The OpenEars and RapidEars 2.502 updates should fix #4, which is a serious bug and which I’m really happy you told me about and showed me an example of, thank you. In general the updates should also allow faster stops when there is a big search in progress at stopping time, even setting aside the memory usage. Please be so kind as to check this out thoroughly and let me know if it stops the bad memory events at stopping time, and also let me know if you see anything bad due to the changes. The one case which was in your replication cases but which isn’t necessary to test or report is what happens to memory when the app hangs or exits due to the demo framework timing out – this is expected to not be graceful, so the memory usage under those circumstances at the very end of the app session isn’t an issue. In your case you should be able to test against your registered 2.502 framework instead of the demo.

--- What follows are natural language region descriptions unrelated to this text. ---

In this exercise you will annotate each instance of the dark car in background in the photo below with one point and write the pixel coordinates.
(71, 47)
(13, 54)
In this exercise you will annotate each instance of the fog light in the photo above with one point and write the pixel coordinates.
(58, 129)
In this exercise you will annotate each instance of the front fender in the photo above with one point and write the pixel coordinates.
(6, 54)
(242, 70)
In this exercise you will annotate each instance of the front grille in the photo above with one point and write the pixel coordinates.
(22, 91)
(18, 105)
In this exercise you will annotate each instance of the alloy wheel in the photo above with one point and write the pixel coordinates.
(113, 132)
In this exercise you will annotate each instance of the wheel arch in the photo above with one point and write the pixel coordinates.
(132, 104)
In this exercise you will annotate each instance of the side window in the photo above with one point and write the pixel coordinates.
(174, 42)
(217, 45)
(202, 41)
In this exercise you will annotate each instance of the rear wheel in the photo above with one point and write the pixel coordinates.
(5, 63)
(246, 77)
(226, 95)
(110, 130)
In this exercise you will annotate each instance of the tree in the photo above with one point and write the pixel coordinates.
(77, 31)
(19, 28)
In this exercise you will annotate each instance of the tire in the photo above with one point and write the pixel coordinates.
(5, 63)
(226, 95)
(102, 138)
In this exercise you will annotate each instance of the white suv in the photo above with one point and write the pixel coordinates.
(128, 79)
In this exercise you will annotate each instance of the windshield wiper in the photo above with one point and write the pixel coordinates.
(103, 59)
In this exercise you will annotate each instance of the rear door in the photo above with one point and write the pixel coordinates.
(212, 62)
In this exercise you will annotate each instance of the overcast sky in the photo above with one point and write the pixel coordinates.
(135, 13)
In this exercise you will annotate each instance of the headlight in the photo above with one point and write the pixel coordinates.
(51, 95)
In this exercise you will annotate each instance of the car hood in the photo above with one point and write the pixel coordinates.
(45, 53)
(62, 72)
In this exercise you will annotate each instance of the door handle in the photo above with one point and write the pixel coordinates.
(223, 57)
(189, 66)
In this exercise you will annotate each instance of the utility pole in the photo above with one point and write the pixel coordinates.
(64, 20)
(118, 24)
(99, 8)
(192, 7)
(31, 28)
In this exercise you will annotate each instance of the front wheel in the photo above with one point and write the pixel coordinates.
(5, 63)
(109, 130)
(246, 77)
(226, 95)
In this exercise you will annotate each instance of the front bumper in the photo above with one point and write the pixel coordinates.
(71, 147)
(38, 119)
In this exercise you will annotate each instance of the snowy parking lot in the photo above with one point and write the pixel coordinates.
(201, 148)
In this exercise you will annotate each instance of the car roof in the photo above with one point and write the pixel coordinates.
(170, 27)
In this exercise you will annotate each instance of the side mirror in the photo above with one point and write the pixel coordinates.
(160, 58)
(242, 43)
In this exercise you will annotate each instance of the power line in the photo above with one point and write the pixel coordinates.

#3 is a more complicated subject and not really a bug as far as I can see, so I wanted to explain it a little bit. I couldn’t actually replicate the situation you were seeing with extremely large allocations during an utterance, although I worked very hard to do so, setting up an external speaker system so I could play your office audio out loud into various device microphones since it didn’t replicate with test file playback. I couldn’t ever get the big memory usage to replicate, but I could see some smaller allocations which were nonetheless bigger than I would have preferred. I believe this is a bit more of an implementation issue than a bug, with a couple of root causes:
• There are some strange noises with unusual echo and doppler in the recordings. I don’t know whether there is some kind of industrial noise in the background where you work, whether this is an artifact of the device mic (it could be a strange result of echo cancelling past a certain physical distance from the mic or similar) or even if it is an artifact of SaveThatWave, but I’ve never heard it before on SaveThatWave recordings so I think it was either really there in the environment or it is a peculiarity of the mic and hardware and usage distance. In any case, this type of audio artifact causes unexpected results with speech recognition and I’ve had the experience that it adds confusion to word searches.
• In the code you shared, the jobs of vadThreshold and Rejecto weight are reversed. Normally you want the highest possible vadThreshold which still allows intentional speech to be perceived by OpenEars, then you add Rejecto to work against real speech that isn’t part of your model, and then after adding Rejecto, in relatively uncommon cases, you can increase the weight a little. In this code, the vadThreshold is left at the default although it is resulting in all environmental sounds being treated as speech (leading to all the null hyps in every recognition round), and then there is the maximum possible Rejecto weight so that nearly all of the speech (which is really incidental noise) is first completely processed and then rejected. In RapidEars, this results in very large search spaces, because every noise is a potential word, but every word has to be analyzed using the smallest possible speech units which can occur in any combination, because your actual vocabulary is weighted very low in probability, and reject-able sounds are rated very high due to the weighting. In combination with the odd noises, this leads to the big, slow hypothesis searches as a result of non-speech, which can be seen in the logs and the profile. Although I couldn’t replicate the memory usage, I believe it is happening, and I think it is due to this circumstance.
It is my expectation that if you turn off Rejecto and first find the right vadThreshold (probably at least 2.5) and then afterwards add in a normally-weighted Rejecto model, you should see more normal memory usage and probably more accuracy. I have made a decision not to make code changes for #3 because it would have big side-effects, and I think it is due to a circumstance which would be better to address via implementation. I am still open to seeing an example which replicates consistently from a test file and giving it more consideration, but so far I haven’t been able to witness it directly so my sense is that it is bound to the environment and the vadThreshold/weight issue.
Let me know how the new stopping behavior works for you, and thanks again for providing so much info about this bug so I could fix it.